Commentary and thoughts on (mostly) classical music.

Wednesday, May 18, 2005

Review: Houston Symphony

This weekend saw the world premiere of a Clarinet Concerto by Richard Lavenda, the fourth of six concerti commissioned by the Houston Symphony for several of its instrumental principals. (Next year John Harbison contributes a new Doublebass Concerto.) Clarinetist David Peck played the solo in the Lavenda and Weber’s Concertino.

Lavenda’s work is in three movements, conservatively atonal, and largely rhapsodic in its construction. The brief first movement lives up to its billing as “Tempestuous.” There are vigorous exchanges of a main angular theme between the soloist and orchestra, many knotty solo runs, and continuous thread of momentum throughout.

The second movement is the Concerto’s center of gravity. It opens with a too-lengthy, rambling episode featuring some interesting instrumental combinations (a passage for harp, low marimba, and muted bass drum was particularly ear-catching) and requires great control from the clarinet. Soloist David Peck was at his strongest in these haunting moments softly suspended in the instrument’s upper register. A contrasting section is ushered in by an explosive crescendo in the bass drum and introduces some wild percussion outbursts before calming down again.

The finale returns to a faster tempo, but is not as assertive in its manner as the opening. The orchestra takes the driver’s seat to the detriment of the solo part, sometimes overshadowing its role.
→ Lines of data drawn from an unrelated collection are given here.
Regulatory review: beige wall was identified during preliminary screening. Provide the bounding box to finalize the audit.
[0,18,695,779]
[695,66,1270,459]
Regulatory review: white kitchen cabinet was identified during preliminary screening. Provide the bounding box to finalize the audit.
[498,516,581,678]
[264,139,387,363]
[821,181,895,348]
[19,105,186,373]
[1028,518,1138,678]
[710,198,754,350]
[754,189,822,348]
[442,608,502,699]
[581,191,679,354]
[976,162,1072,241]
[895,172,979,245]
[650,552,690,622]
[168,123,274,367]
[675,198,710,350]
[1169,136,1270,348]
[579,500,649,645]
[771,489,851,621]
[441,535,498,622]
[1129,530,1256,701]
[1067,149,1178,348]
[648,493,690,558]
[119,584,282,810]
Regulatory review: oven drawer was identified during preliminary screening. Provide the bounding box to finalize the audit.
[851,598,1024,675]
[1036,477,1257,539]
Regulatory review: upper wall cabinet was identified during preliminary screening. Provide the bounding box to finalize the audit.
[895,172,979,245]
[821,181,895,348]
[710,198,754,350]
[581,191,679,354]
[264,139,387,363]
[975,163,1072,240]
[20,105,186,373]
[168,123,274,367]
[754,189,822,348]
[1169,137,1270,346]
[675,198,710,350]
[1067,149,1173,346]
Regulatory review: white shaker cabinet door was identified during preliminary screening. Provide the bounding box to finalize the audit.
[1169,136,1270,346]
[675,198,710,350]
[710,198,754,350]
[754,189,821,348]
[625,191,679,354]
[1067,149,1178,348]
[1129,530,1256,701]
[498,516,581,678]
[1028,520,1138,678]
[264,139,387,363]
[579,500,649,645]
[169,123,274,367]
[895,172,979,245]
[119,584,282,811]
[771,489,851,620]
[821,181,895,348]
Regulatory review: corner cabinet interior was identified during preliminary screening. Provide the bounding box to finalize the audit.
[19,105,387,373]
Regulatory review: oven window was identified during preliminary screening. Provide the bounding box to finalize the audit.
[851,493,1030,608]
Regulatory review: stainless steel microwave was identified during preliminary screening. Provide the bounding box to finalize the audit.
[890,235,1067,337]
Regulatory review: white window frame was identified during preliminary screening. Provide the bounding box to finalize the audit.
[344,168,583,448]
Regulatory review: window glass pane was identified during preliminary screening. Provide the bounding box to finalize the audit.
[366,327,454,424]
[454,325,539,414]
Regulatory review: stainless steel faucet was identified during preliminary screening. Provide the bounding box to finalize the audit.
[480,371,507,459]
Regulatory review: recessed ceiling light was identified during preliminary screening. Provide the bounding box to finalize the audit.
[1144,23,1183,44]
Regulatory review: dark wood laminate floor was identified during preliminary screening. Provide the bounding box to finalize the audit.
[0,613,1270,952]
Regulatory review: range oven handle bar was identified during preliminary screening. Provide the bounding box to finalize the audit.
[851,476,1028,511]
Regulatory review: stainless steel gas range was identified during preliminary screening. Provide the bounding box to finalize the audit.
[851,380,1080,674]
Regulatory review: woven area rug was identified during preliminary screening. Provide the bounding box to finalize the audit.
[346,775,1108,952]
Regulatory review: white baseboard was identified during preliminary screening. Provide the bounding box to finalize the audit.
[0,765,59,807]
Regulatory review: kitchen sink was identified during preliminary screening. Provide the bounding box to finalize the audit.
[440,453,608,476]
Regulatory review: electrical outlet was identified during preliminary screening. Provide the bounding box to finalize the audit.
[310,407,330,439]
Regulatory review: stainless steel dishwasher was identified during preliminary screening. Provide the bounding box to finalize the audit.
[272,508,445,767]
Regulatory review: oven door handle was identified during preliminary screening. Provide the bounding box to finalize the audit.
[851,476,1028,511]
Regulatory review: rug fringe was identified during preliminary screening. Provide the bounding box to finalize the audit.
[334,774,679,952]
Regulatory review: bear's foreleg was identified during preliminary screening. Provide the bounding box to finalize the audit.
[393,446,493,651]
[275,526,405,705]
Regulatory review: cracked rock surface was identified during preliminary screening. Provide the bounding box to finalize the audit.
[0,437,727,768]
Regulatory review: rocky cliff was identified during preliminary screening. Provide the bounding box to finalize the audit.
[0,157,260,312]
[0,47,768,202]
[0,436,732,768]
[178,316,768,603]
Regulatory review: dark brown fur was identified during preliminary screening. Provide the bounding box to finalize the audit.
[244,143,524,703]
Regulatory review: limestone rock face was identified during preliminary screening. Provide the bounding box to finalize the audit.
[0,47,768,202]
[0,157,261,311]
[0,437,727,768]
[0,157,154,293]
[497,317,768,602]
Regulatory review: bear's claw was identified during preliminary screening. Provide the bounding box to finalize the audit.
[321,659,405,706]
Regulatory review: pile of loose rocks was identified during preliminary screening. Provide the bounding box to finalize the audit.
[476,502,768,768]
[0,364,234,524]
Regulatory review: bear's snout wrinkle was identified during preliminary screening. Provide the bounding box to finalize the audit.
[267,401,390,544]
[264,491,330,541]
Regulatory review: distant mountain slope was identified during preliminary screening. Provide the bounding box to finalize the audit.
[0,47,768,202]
The Concerto is generally effective in its own right, but the performances lacked spark. After attending two nights, I was left with the feeling that a great deal of energy had been left untapped. David Peck is a solid and able player, but by his own admission is much more comfortable as a member of the full orchestra. His stage manner was very reserved; he stood back from the spotlight, nearly level with the conductor’s music stand. As the orchestra played the final bars of the Weber Concertino, he nonchalantly stuck a hand in his pocket. A little more flash and tension would have been appreciated.

Mozart’s Symphony No. 34 in C and the Bizet Symphony in C rounded out the program. Mozart is one of Hans Graf’s specialties, and Saturday’s performance was crisp and brilliant. The Symphony’s strings sounded better than I’ve heard them all season, precise, focused, and warm. (Monday night’s performance didn’t fare quite as well. The dynamics had flattened out, and the tempo was slack in the slow movement – a fellow attendee later called it “an excess of moderation.”)

See also: Houston Chronicle Music Critic Charles Ward's review.


At 12:02 AM, Blogger Erin said...

I'm not entirely sure I'd agree with the phrase "The brief first movement lives up to its billing as 'Tempestuous.'"

While the music seemed quite tempestuous, neither the orchestra nor Peck managed to follow the spirit of the marking. I wanted more from both of them, both as individual entities and in how they passed material back and forth.

I had hoped it was a problem that might have improved between the first and last performances, but that wasn't the case.